The quality of evidence, I feel is that of a reliable nature as I have been careful to not make mistakes and have constructed my graphs with the help of a computer program called “Autograph” which is a lot more accurate than hand drawing. I also obtained my Secondary source of information from a website containing the statistics of teenagers from across the world in which I feel is reliable and gives justice to my evidence. The anomalies I have encountered have been situated within the Scatter graphs I have constructed as they successfully represent the spread of data and anomalies are easy to locate. As there have not been a large amount of anomalies I have dismissed them as the measurements that could have gone wrong or there might be people above average in height that do not have a correlating foot size or people with an above average foot size that does not correlate with their height.
Even though I think my investigation has been successful, I still feel there are ways in which I could have conducted differently in order to make what I am explaining, clearer.

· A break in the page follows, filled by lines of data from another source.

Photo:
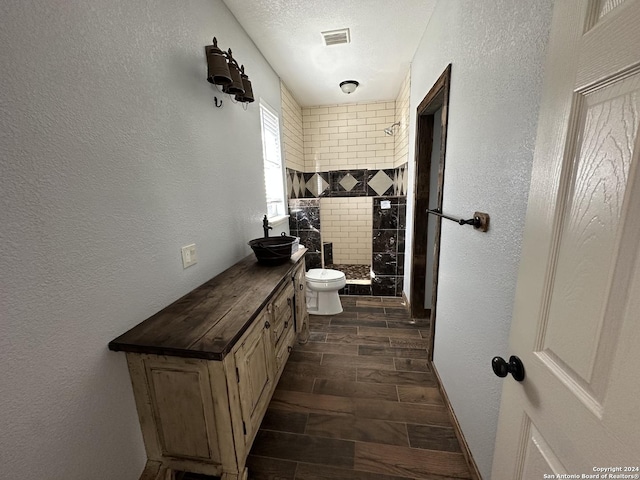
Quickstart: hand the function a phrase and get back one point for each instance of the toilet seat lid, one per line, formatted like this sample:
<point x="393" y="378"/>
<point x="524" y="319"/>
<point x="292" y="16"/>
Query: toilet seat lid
<point x="324" y="275"/>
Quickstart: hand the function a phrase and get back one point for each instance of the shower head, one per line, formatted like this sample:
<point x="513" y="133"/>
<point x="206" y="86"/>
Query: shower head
<point x="389" y="130"/>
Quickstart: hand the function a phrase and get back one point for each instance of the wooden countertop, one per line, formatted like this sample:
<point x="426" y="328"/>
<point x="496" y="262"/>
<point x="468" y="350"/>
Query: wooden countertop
<point x="207" y="321"/>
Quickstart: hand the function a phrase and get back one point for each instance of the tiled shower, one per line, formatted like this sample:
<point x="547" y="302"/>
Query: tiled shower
<point x="347" y="186"/>
<point x="386" y="190"/>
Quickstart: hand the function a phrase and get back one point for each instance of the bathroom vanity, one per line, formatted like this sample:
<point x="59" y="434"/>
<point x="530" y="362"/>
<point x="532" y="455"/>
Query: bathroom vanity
<point x="204" y="368"/>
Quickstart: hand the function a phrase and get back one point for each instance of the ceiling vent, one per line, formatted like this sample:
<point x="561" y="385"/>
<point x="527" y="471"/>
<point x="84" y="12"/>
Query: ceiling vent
<point x="336" y="37"/>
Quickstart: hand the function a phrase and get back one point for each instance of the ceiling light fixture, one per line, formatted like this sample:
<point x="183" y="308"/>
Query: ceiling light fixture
<point x="389" y="130"/>
<point x="349" y="86"/>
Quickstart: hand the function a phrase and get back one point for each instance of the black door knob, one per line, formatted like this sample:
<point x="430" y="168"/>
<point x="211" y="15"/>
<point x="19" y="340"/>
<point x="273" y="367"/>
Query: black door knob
<point x="515" y="367"/>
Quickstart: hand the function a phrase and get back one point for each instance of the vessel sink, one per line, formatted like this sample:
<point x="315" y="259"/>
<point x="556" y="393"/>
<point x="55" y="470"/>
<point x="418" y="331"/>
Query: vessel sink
<point x="273" y="250"/>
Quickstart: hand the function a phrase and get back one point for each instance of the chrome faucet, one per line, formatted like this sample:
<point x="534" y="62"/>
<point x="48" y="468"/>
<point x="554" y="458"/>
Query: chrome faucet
<point x="266" y="227"/>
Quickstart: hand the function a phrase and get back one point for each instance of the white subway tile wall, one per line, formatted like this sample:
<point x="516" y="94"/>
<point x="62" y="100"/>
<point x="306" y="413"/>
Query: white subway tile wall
<point x="292" y="131"/>
<point x="347" y="137"/>
<point x="347" y="223"/>
<point x="401" y="143"/>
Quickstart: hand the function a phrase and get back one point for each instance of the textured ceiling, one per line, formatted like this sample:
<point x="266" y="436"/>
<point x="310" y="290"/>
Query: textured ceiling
<point x="384" y="38"/>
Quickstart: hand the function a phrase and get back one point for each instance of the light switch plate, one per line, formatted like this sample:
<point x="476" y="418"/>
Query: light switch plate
<point x="189" y="255"/>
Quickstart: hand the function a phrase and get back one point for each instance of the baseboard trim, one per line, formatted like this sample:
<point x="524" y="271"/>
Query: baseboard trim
<point x="406" y="300"/>
<point x="475" y="473"/>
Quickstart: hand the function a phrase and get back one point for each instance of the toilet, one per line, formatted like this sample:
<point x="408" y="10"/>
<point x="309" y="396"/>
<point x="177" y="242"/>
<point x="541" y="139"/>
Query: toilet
<point x="322" y="291"/>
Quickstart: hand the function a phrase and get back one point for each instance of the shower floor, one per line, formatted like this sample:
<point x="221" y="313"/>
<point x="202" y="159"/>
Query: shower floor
<point x="359" y="274"/>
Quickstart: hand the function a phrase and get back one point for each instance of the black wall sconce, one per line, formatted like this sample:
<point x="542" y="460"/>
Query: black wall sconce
<point x="224" y="70"/>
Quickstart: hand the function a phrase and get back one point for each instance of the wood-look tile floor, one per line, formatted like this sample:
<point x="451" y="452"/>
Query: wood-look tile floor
<point x="358" y="402"/>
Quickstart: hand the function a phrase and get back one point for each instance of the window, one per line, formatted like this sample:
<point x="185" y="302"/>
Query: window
<point x="273" y="175"/>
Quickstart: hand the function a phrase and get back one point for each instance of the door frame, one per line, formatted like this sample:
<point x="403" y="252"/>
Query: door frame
<point x="436" y="98"/>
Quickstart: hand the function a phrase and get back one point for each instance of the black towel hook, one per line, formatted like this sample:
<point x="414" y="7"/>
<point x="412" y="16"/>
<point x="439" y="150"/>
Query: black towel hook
<point x="480" y="221"/>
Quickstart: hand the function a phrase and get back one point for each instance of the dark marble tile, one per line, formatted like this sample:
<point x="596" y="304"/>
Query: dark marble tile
<point x="304" y="448"/>
<point x="317" y="337"/>
<point x="398" y="352"/>
<point x="264" y="468"/>
<point x="351" y="271"/>
<point x="395" y="377"/>
<point x="401" y="240"/>
<point x="384" y="285"/>
<point x="384" y="264"/>
<point x="400" y="263"/>
<point x="433" y="438"/>
<point x="283" y="421"/>
<point x="402" y="216"/>
<point x="354" y="389"/>
<point x="350" y="427"/>
<point x="385" y="218"/>
<point x="385" y="241"/>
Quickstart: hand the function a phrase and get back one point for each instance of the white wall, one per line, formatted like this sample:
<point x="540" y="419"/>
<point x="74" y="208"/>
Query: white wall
<point x="292" y="137"/>
<point x="112" y="156"/>
<point x="496" y="49"/>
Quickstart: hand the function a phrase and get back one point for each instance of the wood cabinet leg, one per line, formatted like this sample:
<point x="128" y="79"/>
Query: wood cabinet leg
<point x="244" y="475"/>
<point x="156" y="471"/>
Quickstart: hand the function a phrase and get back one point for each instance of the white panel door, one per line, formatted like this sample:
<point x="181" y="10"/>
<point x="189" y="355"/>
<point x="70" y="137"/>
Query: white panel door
<point x="576" y="323"/>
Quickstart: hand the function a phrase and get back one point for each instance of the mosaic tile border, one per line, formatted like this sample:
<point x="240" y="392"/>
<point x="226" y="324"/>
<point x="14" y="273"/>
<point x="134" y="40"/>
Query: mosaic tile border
<point x="348" y="183"/>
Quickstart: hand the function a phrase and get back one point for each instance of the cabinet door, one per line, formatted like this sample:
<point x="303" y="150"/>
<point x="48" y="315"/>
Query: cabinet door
<point x="301" y="315"/>
<point x="254" y="359"/>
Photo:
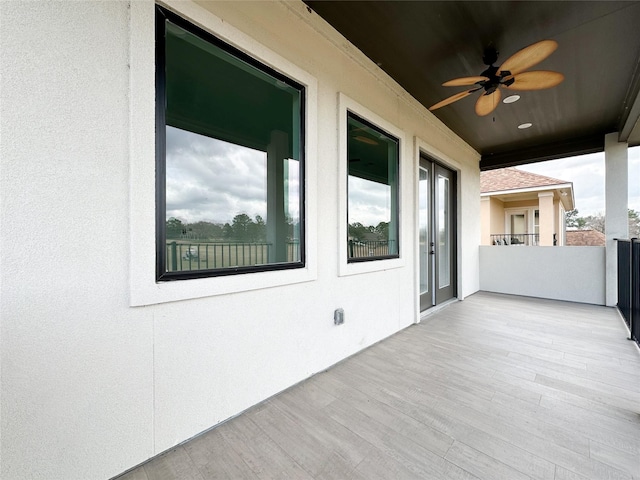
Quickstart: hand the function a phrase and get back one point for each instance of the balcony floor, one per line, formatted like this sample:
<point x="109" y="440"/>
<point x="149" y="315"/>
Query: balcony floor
<point x="495" y="387"/>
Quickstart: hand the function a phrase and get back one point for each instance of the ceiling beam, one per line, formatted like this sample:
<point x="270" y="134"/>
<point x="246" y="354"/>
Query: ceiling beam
<point x="542" y="153"/>
<point x="631" y="110"/>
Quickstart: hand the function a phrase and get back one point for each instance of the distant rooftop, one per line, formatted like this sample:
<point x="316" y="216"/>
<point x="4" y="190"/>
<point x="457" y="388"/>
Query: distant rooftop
<point x="514" y="179"/>
<point x="588" y="238"/>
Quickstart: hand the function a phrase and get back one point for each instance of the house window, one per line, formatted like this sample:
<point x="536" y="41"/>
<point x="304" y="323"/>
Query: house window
<point x="372" y="186"/>
<point x="230" y="167"/>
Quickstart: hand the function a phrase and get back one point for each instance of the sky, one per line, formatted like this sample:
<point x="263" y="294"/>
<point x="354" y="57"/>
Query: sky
<point x="587" y="174"/>
<point x="212" y="180"/>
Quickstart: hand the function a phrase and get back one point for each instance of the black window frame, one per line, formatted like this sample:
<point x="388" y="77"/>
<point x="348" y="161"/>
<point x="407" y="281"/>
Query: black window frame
<point x="162" y="274"/>
<point x="373" y="126"/>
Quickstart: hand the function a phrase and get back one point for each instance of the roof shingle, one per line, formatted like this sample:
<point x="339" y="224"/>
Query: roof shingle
<point x="513" y="179"/>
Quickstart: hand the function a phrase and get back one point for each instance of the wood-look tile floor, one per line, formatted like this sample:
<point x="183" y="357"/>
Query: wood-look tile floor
<point x="494" y="387"/>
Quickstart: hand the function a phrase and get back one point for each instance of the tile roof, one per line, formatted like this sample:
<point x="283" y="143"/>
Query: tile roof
<point x="513" y="179"/>
<point x="589" y="238"/>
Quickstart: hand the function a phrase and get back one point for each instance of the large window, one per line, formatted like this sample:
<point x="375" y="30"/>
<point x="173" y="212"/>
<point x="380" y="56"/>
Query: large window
<point x="372" y="186"/>
<point x="229" y="167"/>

The reliability of the evidence I obtained is fairly good but I feel that the primary data I collected should have the following changes:
- Both the height and foot size of every pupil should have been measured by one person to ensure a set way of measuring so no variations are made.
- A witness or a second person should be present to watch the person measuring to make sure they are measuring the pupil fairly.
Additionally, my sets of data are very small and are not reliable enough to make a solid conclusion to apply to everyone. In other countries there are variations in genetics from that in England, for instance; stunts in growth because of famine and lack of food could result in data that doesn’t conform to my conclusions. So in order to overcome this problem and if I was to make a more universal conclusion, a larger set of data would have been more suitable to use taking the statistics over a broader area of the world. But considering the lack of information, resources and time needed to accomplish this, I feel I have done my best to perform a solid investigation from the information I did obtain.
Furthermore, I could widen the age range in my Primary Data this could ensure I more accurate conclusion to apply to the “boys” and “girls” parts in the set question as I only took the data from my Maths Set and we are only 15 or 16. With my Secondary Data I have no idea as to what age the data I obtained was as it only specified the titles “boys” and “girls”. This could mean any number of ages, if I was to do the investigation again I would make sure I knew the age range in which the data I obtained was as my conclusion may apply to 15-16 year olds but not to 13-14 year olds and both ages fit in to the categories “boys” and “girls”.
Further work I could do to provide relevant information could be to also collect the weight of “boys” and “girls” and see whether that could have any effect on height or foot size. I would have three variables to work with and if height or foot size did turn out to have a link to weight then my results would be very interesting and provide extra evidence to support the conclusions I have already made.